Livy is required for the Fabric. Prophecy provides a script required to deploy a Dataproc Cluster.



  1. If you don't already have a private key, create a private key for the service account that you're using.

    dataproc security

  2. Ensure you have the following permissions configured.
  gcloud projects add-iam-policy-binding <project-name> \
--member "<service-account-name>" \
--role "roles/serviceusage.serviceUsageViewer"

gcloud projects add-iam-policy-binding <project-name> \
--member "<service-account-name>" \
--role "roles/dataproc.worker"

gcloud projects add-iam-policy-binding core-shard-398601 \
--member "<service-account-name>" \
--role "storage.objects.get"

gcloud storage buckets add-iam-policy-binding gs://<bucket-name> \
--member="<service-account-name>" --role=roles/storage.admin --project <project-name>
  1. Associate secret key to service account.
gcloud config set account meitestserviceaccount@core-shard-398601.iam.gserviceaccount.com \
--key-file=<local-private-key-location>
  1. Start a Dataproc cluster using install-livy.sh.

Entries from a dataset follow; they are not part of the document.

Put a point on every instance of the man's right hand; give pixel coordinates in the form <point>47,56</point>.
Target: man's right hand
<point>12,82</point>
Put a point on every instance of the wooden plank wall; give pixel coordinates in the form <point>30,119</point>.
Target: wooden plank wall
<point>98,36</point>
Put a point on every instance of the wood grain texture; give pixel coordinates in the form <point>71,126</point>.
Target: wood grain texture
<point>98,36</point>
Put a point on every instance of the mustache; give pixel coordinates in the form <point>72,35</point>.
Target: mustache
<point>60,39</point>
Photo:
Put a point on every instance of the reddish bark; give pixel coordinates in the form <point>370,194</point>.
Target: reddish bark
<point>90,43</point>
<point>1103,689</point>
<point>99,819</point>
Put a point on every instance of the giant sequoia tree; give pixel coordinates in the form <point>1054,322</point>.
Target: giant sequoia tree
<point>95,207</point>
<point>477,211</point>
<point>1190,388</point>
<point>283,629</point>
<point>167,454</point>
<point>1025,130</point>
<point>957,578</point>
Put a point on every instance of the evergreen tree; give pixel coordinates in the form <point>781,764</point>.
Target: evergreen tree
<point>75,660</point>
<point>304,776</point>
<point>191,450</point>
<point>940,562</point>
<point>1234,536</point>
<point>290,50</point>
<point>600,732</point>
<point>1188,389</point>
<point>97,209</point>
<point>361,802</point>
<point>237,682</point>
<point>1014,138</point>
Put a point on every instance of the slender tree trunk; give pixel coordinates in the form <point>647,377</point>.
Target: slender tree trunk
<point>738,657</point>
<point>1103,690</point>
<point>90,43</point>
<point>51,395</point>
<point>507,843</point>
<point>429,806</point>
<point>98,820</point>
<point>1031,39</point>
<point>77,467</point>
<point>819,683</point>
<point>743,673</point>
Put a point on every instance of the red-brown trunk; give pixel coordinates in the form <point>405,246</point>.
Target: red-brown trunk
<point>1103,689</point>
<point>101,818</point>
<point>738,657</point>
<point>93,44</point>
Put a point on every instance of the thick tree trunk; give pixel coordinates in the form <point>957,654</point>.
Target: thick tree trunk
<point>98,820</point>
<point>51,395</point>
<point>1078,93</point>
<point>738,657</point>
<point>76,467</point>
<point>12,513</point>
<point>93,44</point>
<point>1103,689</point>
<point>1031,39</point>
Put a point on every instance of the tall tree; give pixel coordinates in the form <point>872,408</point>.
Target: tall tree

     gcloud dataproc clusters create <cluster-name> \
    --scopes <permission-scope> \
    --region <cluster-region> \
    --initialization-actions 'gs://prophecy-public-gcp/livy-installer-script/install-livy.sh' \
    --properties "hive:hive.metastore.warehouse.dir=<gs://bucket/datasets>" \
    --metadata "enable-cloud-sql-proxy-on-workers=false" \
    --bucket <cluster-data-bucket-name> \
    --region <region> \
    --zone <zone> \
    --single-node \
    --master-machine-type n2-standard-4 \
    --master-boot-disk-size 500 \
    --image-version 2.0-debian10 \
    --project <project-name> \
    --service-account="<service-account-name>" \
    --dataproc-metastore=projects/<project-name>/locations/<region>/services/<metastore-service-name>

Create a Dataproc Fabric

  1. Create a Fabric and select Dataproc.

    select dataproc

  2. Fill out your Project Name and Region, and upload the Private Key.

    configure dataproc

  3. Click on Fetch environments and select the Dataproc cluster that you created earlier.

    select cluster

  4. Leave everything as default and provide the Livy URL. Locate the External IP of your cluster instance. Optionally, you may configure the DNS instead of using the IP. The URL is http://<external-ip>:8998.

    livy ip

  5. Configure the bucket associated with your cluster.

    bucket location

  6. Add the Job Size.

    Job Size

  7. Configure Scala Library Path. gs://prophecy-public-gcp/prophecy-scala-libs/.
  8. Configure Python Library Path. gs://prophecy-public-gcp/prophecy-python-libs/.

    dependences

  9. Click on Complete.

    Run a simple Pipeline and make sure that the interim returns data properly.